Aborder ce sujet dans un texte destiné aux enfants permet de s'interroger sur la construction du lien social. L’école, le collège et le lycée sont autant de microcosmes sociaux dans lesquels l’enfant et l’adolescent devront apprendre à s’intégrer. Bien souvent, l’apprentissage de cette intégration se fait par le mimétisme et l’assimilation inconsciente des codes sociaux. C'est ce que parvient si rapidement à faire Cornelia, et ce qui provoque l'admiration d'Arthur qui se sait lui-même incapable d'une telle faculté d'adaptation à la norme.

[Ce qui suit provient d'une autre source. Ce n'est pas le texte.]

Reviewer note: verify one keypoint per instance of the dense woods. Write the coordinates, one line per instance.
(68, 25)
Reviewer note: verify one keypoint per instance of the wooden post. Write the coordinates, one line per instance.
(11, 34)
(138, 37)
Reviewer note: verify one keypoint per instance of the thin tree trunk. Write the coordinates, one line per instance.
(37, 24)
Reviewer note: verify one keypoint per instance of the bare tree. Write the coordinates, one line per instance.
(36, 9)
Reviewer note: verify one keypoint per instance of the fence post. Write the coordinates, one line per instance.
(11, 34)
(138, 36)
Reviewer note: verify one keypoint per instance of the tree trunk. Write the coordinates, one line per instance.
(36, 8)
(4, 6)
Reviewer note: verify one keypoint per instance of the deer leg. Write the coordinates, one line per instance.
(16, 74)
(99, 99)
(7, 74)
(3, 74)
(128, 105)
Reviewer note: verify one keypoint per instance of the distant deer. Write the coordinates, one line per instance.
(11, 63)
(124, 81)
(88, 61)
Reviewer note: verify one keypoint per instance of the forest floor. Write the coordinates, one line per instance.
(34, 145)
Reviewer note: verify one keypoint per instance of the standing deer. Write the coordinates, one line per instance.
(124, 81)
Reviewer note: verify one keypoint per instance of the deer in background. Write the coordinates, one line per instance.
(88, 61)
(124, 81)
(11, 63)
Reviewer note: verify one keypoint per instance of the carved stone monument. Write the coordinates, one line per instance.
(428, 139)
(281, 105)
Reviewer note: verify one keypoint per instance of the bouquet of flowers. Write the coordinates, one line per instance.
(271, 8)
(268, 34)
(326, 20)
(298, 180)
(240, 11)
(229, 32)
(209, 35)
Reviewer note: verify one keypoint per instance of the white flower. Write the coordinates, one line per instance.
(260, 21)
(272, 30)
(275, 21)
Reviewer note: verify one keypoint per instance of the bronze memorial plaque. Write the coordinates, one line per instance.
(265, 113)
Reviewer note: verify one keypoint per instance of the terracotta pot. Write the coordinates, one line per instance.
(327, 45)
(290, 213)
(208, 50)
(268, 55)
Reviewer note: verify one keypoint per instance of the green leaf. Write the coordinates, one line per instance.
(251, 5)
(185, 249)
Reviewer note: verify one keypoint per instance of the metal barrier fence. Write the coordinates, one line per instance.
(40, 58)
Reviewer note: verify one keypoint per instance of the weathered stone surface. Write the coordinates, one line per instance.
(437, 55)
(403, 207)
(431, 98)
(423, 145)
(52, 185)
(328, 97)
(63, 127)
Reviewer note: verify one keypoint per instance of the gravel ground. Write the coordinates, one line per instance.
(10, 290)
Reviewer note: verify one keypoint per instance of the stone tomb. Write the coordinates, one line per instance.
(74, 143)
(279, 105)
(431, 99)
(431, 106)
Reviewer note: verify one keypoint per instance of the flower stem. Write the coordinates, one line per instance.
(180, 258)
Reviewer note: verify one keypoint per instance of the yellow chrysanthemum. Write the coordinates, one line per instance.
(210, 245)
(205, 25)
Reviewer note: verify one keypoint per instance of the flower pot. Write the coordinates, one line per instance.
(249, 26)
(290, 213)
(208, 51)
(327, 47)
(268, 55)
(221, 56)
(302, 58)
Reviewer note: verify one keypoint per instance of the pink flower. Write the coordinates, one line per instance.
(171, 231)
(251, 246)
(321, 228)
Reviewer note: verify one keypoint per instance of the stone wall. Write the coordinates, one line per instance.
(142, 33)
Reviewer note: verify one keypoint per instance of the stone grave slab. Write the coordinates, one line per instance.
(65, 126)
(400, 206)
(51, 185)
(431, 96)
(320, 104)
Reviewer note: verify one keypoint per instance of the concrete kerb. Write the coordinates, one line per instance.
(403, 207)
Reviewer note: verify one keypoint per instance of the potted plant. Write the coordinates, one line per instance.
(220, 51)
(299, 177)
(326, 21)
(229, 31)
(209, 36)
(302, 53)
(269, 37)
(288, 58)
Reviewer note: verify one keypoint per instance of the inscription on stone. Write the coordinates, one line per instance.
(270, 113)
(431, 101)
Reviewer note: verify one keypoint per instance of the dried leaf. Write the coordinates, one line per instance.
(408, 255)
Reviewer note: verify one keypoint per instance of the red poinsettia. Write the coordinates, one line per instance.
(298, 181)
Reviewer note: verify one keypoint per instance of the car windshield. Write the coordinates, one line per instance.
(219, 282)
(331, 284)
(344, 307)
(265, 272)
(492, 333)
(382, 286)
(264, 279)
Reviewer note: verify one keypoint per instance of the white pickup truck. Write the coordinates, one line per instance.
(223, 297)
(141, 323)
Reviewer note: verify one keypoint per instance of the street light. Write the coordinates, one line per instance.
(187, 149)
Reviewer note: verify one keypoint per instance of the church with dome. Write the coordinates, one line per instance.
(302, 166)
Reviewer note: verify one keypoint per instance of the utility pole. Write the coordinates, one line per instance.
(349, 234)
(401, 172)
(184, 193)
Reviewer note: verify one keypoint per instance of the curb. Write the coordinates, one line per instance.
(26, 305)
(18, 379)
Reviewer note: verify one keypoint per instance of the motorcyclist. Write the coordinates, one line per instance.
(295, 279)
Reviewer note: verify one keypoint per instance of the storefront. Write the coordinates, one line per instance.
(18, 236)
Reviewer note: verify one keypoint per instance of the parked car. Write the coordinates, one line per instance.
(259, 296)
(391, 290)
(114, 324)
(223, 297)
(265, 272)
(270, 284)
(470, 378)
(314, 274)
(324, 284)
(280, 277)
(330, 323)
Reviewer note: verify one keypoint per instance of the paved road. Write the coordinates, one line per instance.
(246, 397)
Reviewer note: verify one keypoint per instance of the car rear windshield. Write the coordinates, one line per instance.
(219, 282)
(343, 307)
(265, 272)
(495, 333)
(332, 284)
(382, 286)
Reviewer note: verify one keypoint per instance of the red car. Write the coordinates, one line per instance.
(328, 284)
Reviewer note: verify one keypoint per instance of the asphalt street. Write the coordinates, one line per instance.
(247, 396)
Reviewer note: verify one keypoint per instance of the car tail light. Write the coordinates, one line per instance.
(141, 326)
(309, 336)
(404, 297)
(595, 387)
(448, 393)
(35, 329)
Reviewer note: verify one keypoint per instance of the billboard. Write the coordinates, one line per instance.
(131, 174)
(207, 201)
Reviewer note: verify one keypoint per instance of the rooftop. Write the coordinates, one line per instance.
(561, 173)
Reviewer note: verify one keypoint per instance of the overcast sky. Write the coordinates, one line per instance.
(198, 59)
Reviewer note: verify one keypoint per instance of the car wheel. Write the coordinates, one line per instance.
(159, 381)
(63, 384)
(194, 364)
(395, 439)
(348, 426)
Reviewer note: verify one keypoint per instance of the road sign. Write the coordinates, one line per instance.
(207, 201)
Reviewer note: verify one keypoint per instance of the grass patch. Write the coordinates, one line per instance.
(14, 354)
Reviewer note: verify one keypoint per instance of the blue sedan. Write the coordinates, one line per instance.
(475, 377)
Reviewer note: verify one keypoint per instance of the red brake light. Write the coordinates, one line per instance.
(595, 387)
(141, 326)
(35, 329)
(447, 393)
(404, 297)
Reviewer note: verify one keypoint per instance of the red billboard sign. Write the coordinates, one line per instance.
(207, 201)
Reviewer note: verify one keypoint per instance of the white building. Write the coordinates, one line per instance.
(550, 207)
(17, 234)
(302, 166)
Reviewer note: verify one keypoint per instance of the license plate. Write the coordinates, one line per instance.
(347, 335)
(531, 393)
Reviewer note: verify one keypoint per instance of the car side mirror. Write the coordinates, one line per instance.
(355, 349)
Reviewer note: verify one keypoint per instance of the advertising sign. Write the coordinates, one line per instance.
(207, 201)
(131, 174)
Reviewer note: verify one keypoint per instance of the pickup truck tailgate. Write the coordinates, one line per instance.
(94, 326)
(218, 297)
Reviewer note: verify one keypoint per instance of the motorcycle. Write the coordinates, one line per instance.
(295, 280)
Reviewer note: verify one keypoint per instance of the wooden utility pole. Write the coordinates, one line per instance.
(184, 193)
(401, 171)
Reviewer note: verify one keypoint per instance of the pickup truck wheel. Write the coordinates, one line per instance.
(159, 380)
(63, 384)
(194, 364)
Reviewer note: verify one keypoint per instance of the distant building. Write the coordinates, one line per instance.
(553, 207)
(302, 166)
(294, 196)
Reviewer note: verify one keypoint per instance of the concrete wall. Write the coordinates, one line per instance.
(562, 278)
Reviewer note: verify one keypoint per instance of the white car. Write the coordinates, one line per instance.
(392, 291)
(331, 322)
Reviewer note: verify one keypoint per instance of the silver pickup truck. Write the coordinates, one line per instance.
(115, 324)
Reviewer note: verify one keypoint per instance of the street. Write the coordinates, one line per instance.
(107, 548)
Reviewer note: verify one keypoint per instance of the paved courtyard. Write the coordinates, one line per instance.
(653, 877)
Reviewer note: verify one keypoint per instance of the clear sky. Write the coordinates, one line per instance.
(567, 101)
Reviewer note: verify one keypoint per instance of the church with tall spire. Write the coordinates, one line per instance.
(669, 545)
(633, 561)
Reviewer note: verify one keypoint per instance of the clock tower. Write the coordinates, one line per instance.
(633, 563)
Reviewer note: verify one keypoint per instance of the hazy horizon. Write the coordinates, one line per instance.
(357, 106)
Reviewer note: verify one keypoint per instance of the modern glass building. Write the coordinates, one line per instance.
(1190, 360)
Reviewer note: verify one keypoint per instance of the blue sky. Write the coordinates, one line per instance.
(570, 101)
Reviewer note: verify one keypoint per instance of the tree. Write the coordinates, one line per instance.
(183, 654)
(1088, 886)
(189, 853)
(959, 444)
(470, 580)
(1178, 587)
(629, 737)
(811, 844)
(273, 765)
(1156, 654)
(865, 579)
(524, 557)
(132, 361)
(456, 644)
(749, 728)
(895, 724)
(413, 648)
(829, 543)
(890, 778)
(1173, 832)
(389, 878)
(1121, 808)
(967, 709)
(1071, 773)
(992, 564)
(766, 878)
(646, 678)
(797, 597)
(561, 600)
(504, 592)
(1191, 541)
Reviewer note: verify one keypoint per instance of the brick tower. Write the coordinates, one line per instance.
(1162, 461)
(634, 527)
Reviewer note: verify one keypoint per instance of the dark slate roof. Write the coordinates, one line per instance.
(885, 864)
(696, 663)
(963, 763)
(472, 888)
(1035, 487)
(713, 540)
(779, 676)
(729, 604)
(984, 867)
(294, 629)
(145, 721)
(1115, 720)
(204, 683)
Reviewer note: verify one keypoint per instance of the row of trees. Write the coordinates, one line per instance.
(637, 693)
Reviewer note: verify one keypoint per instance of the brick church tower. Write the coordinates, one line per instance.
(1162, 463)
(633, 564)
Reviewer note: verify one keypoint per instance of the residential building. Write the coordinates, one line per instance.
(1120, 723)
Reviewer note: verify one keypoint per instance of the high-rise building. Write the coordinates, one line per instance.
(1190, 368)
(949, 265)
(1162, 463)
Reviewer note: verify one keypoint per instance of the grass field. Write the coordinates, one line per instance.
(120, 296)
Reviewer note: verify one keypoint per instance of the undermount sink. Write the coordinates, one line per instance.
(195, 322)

L'intelligence du texte et de sa mise en scène, c'est de nous mettre au contact de la pensée d'Arthur : en nous donnant accès à l'espace mental de l'adolescent, l'écriture et la scénographie traduisent avec finesse ce qui rend le jeune homme si particulier : une pensée fragmentée, un perfectionnisme qui peut tourner à l'obsession, une attention portée sur les détails, le besoin d'instaurer des rituels rassurants, une logique et une mémoire hors norme...
Les photographies disposées sur des câbles horizontaux sont autant de vues parcellaires sur le monde ; elles se muent parfois en mots qui, s'ils sont d'abord détachés les uns des autres et semblent ne rien signifier d'intelligible, finissent par former la magnifique injonction de John Cage à se libérer de ses chaînes : "Sortez de la cage où vous êtes, peu importe laquelle".
C'est cette cage qu'Arthur tente de briser pour aller à la rencontre de Cornelia Sno. Et il a plus d'une corde à son arc pour le faire : il a l'oreille absolue et sait composer de magnifiques mélodies répétitives, comme celles de John Cage, justement. Ou comme celle qu'il invente à la fin de la pièce et qui fait apparaître Cornelia... par magie. Il imite comme personne des voix qu'il enregistre sur son dictaphone (celle de son psychologue, celle du présentateur de France Musique, celle de la SNCF...). Il possède un humour rare, décalé et poétique, comme lorsqu'il mime les gestes de ce qu'il appelle la "comédie sociale", ou encore dans ce moment irréel où le chignon de Cornelia devient une petite montagne qu'Arthur entend bien gravir pour la rejoindre... C'est la force de ce spectacle : nous montrer les richesses que recèle le monde intérieur d'un autiste et nous inciter à faire un pas de côté pour le regarder autrement. La différence n'est alors plus montrée comme un manque ou un vide. Elle devient bien au contraire la marque du génie.
TENDRES FRAGMENTS DE CORNELIA SNO
COMPAGNIE FOR HAPPY PEOPLE & CO
TEXTE : LOO HUI PHANG
MISE EN SCÈNE : JEAN-FRANÇOIS AUGUSTE
AVEC XAVIER GUELFI, EMILIE AZOU
MUSIQUE : BARBARA CARLOTTI ET LOO HUI PHANG
LUMIÈRE, SCÉNOGRAPHIE ET COSTUMES : JEAN-FRANÇOIS AUGUSTE
DIFFUSION : CAROL GHIONDA
PRODUCTION : MORGANE ECHES
PRODUCTION : COMPAGNIE FOR HAPPY PEOPLE & CO.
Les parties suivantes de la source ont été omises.